From a young age, Brian Michael has always been fascinated by holiday light displays, but after buying his own house with his wife, he was able to bring his passion to another level.
“I got into decorating when I was a kid,” Michael said. “[When] I was six years old the apartment complex [I lived in] was having a decorating contest. My mom said that I heard about it and I insisted that I wanted to do it. So she got me the decorations, I created my own nativity, and I hung lights outside. That’s where it [all] started.”
“In ’98 we got our first house in Lansdale Borough,” Michael continued. “That was when we started collecting decorations, and after three to four years, it got to be more than average.”
Decorations ranging from blow molds to yard art can be seen outside of the Michael family’s house. Although they are all an important part of Brian’s collection, a couple of pieces in particular are extra special.
“One of the decorations [outside] is a fireplace and there is a picture on top of the fireplace of my first Christmas display,” Michael stated. “[There is also] a piece from 1970 that I’ve restored twice. [It is] two boxes with elves in them and in the middle, there is an arch with a Santa Claus holding a lantern. There are not many of them out there, and instead of just restoring it, and keeping it somewhere no one else can see it but me, our family likes to put it out.”
A large part of the attraction to Michael’s house is the diversity of decorations and the radio station that the lights dance along to. This music was not always a part of his display however, it was an addition following a trend in the early 2000s.

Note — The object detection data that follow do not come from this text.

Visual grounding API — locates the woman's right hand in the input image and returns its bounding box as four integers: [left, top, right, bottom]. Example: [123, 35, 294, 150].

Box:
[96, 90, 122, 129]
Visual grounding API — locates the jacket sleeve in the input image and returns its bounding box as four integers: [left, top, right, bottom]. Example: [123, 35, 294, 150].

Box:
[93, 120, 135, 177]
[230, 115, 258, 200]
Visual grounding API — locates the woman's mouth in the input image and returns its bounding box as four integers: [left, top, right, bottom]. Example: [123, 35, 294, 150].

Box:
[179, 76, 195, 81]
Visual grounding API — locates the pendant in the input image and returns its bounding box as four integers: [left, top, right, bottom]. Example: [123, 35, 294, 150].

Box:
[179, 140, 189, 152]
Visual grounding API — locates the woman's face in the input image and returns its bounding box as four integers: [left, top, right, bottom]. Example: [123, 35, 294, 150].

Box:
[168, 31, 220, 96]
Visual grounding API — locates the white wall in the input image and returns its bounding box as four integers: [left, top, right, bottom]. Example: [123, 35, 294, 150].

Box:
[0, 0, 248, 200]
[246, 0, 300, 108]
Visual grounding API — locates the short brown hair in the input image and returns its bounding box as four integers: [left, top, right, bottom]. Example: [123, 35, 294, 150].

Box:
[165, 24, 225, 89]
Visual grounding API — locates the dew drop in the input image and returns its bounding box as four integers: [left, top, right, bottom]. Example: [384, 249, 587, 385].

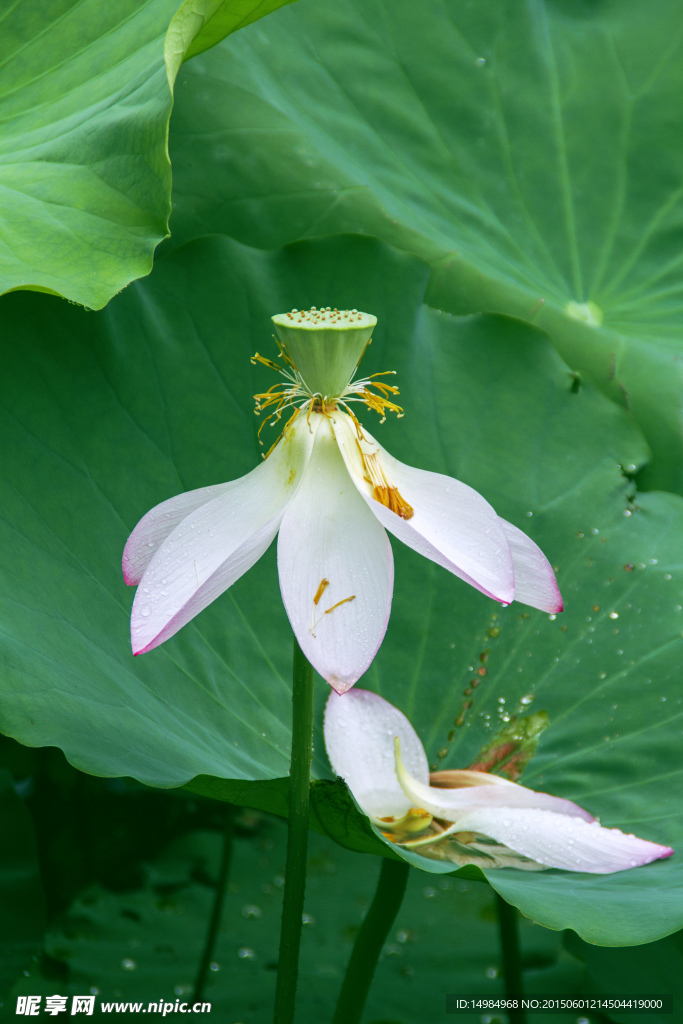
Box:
[242, 903, 262, 918]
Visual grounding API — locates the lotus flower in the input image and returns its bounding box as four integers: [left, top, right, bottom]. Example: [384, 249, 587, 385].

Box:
[123, 309, 562, 693]
[325, 689, 674, 874]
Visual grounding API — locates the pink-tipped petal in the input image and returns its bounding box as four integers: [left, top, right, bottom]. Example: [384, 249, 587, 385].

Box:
[122, 483, 235, 587]
[450, 807, 674, 874]
[130, 422, 313, 654]
[325, 688, 429, 818]
[278, 413, 393, 693]
[499, 517, 562, 612]
[333, 413, 515, 604]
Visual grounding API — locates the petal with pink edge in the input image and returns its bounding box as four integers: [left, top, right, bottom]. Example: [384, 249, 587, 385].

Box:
[498, 516, 562, 612]
[333, 413, 515, 604]
[130, 420, 314, 654]
[450, 807, 674, 874]
[396, 743, 595, 823]
[122, 483, 232, 587]
[324, 688, 429, 818]
[278, 413, 393, 693]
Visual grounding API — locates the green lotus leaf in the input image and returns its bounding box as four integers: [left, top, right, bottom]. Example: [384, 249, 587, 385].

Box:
[0, 236, 683, 945]
[166, 0, 683, 493]
[0, 0, 285, 308]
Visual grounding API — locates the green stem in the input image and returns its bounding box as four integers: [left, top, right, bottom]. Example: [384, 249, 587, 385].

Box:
[332, 857, 410, 1024]
[496, 893, 526, 1024]
[274, 640, 313, 1024]
[191, 806, 232, 1005]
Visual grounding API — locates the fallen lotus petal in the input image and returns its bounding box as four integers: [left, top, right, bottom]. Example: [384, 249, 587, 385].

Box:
[325, 689, 674, 874]
[123, 307, 562, 693]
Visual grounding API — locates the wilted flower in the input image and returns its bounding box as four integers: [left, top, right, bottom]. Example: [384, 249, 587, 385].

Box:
[325, 690, 674, 874]
[123, 307, 562, 693]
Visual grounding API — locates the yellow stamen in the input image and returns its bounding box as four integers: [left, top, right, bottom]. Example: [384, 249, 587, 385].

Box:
[325, 594, 355, 622]
[356, 442, 415, 519]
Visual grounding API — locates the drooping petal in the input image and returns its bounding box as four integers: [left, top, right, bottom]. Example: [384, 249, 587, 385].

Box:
[498, 516, 562, 612]
[324, 688, 429, 818]
[396, 741, 595, 839]
[122, 483, 232, 587]
[333, 413, 515, 604]
[131, 419, 314, 654]
[278, 413, 393, 693]
[448, 806, 674, 874]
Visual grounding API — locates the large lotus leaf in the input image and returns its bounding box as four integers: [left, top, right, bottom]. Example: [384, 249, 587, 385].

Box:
[163, 0, 683, 492]
[0, 0, 294, 308]
[13, 820, 582, 1024]
[0, 237, 683, 944]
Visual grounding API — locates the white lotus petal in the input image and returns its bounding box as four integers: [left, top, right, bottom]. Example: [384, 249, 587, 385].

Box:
[130, 418, 314, 654]
[448, 806, 674, 874]
[278, 413, 393, 693]
[332, 413, 515, 604]
[498, 516, 562, 612]
[324, 688, 429, 818]
[123, 481, 237, 586]
[396, 744, 594, 839]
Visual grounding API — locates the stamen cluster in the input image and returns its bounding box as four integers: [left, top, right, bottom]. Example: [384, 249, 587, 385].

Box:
[251, 327, 403, 458]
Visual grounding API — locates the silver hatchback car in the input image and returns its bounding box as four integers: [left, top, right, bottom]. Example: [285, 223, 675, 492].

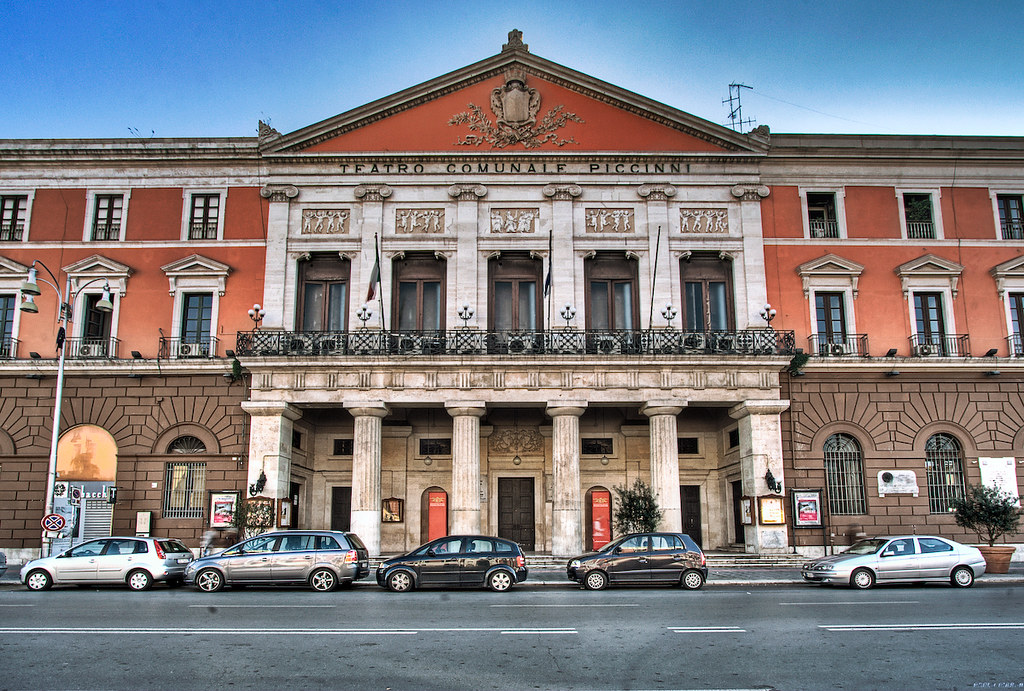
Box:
[185, 530, 370, 593]
[20, 536, 194, 591]
[803, 535, 985, 589]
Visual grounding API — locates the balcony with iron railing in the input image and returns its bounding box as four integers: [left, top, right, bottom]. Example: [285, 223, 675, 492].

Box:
[807, 334, 869, 357]
[92, 223, 121, 241]
[234, 329, 796, 357]
[999, 219, 1024, 244]
[65, 337, 119, 360]
[0, 221, 25, 243]
[159, 336, 217, 360]
[808, 218, 839, 237]
[910, 334, 971, 357]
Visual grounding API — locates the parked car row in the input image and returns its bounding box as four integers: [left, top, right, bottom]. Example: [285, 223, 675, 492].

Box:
[20, 530, 985, 593]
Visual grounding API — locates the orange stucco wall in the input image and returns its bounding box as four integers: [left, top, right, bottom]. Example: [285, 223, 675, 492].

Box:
[309, 76, 722, 152]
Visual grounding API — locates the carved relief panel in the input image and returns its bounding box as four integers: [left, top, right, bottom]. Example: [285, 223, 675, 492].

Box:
[394, 209, 444, 234]
[587, 209, 633, 232]
[490, 209, 541, 233]
[679, 209, 729, 234]
[300, 209, 351, 235]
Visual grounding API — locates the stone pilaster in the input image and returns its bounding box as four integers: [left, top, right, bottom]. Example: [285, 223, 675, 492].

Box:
[242, 400, 302, 499]
[547, 400, 587, 557]
[345, 401, 388, 556]
[444, 401, 487, 535]
[729, 400, 793, 554]
[257, 184, 299, 329]
[640, 400, 686, 532]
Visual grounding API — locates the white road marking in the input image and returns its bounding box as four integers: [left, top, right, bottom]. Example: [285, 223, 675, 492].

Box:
[818, 621, 1024, 633]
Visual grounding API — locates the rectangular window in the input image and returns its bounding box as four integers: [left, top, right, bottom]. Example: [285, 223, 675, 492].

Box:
[903, 192, 936, 240]
[92, 195, 124, 241]
[807, 192, 839, 237]
[0, 196, 29, 243]
[188, 195, 220, 240]
[164, 463, 206, 518]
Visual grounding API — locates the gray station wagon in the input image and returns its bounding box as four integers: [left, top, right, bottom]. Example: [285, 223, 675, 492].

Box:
[185, 530, 370, 593]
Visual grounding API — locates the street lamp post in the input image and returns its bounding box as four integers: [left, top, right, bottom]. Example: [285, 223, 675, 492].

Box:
[20, 259, 114, 556]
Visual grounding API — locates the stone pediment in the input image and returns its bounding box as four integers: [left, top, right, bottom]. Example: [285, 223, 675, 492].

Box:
[260, 32, 767, 155]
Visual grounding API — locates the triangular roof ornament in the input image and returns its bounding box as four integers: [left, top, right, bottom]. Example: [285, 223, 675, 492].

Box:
[502, 29, 529, 53]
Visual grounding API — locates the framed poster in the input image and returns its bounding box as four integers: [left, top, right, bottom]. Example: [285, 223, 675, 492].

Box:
[210, 491, 239, 528]
[758, 494, 785, 525]
[278, 499, 292, 528]
[793, 489, 821, 528]
[739, 496, 754, 525]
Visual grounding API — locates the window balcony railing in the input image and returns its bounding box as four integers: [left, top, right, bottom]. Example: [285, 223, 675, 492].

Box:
[92, 223, 121, 241]
[906, 221, 935, 240]
[808, 219, 839, 237]
[65, 338, 118, 360]
[234, 329, 796, 357]
[910, 334, 971, 357]
[1007, 334, 1024, 357]
[807, 334, 868, 357]
[999, 220, 1024, 240]
[188, 222, 217, 240]
[0, 336, 17, 360]
[160, 336, 217, 360]
[0, 223, 25, 243]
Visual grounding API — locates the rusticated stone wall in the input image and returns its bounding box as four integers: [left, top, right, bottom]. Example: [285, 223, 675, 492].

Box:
[782, 368, 1024, 547]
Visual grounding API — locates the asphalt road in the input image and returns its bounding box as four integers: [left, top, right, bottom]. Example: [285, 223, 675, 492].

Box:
[0, 585, 1024, 690]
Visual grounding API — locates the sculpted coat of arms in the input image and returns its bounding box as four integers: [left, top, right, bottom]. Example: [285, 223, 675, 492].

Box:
[449, 70, 583, 148]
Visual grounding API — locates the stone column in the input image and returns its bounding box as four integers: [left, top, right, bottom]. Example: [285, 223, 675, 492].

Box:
[729, 400, 793, 554]
[242, 400, 302, 499]
[444, 400, 487, 535]
[547, 400, 587, 557]
[345, 401, 388, 557]
[259, 184, 299, 331]
[640, 400, 686, 532]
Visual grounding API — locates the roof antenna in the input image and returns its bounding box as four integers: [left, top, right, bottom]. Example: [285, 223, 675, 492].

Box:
[722, 83, 757, 132]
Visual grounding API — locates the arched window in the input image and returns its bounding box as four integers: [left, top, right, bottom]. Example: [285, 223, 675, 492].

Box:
[925, 432, 964, 514]
[824, 434, 867, 516]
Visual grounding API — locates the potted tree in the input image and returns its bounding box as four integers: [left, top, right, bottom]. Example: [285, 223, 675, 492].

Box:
[952, 484, 1021, 573]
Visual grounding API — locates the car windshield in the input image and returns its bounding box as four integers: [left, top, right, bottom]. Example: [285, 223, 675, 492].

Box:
[843, 537, 889, 554]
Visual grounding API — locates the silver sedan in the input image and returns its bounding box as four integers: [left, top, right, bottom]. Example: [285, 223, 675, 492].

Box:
[803, 535, 985, 589]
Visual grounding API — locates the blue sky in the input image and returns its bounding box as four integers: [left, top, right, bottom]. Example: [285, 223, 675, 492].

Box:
[0, 0, 1024, 138]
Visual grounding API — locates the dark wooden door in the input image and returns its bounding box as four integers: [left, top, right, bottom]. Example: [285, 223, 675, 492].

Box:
[679, 484, 703, 547]
[498, 477, 535, 552]
[331, 487, 352, 530]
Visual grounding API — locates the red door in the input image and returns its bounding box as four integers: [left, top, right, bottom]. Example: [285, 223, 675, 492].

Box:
[427, 491, 447, 543]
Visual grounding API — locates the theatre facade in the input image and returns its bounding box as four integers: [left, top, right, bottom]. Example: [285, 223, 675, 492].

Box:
[0, 32, 1024, 556]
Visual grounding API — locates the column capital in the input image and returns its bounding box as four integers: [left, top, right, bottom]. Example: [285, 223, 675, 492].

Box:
[444, 400, 487, 418]
[729, 398, 790, 420]
[640, 398, 687, 418]
[345, 400, 390, 418]
[545, 400, 588, 418]
[242, 400, 302, 420]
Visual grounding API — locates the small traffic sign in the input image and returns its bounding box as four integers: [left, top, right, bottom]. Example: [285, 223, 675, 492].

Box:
[40, 514, 65, 532]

“I have always been infatuated with the trend that started in about 2000 of dancing the lights to music. So instead of taking my focus off of what I primarily collect, I decided to create a section of that,” Michael said. “I have a mega tree, a mini tree, and arches and they are all run by a computer. The computer has software and you have to program the songs to the music. Each song can take upwards of eight hours to program. The software then syncs lights to the music but it also has outputs of a broadcast system [that can be reached from all cars] within a small radius of the display.”
For the couple weeks of cheer this display creates, there is a lot of work that goes into it all year long.
“The actual assembly of the display takes anywhere from six to eight weeks, depending on weather and motivation, but it’s an all-year thing. I work on Christmas all year, even during Christmas and after everything is up, I am already collecting and buying stuff for next year.” Michael explained. “I like to say it’s a labor of love.”
Although the display provides a lot of happiness for the Michael family, one of the reasons they continue to do it is the community.
“[Decorating] is a hobby, and it is something I enjoy doing, but the real motivator is the community because when you see all the children and families that come here year after year, and how happy they are, that’s what drives us to do it,” Michael stated.
Happiness is not the only thing that comes out of the display, however. Brian and his family have held many events for those in their community as a way to give back.
“We have [supported different] charities. We used to do Santa nights and give out small presents and candy canes to kids, and we have also supported the ALS foundation because we had a friend who unfortunately passed away a few years ago from Lou Gehrig’s disease.”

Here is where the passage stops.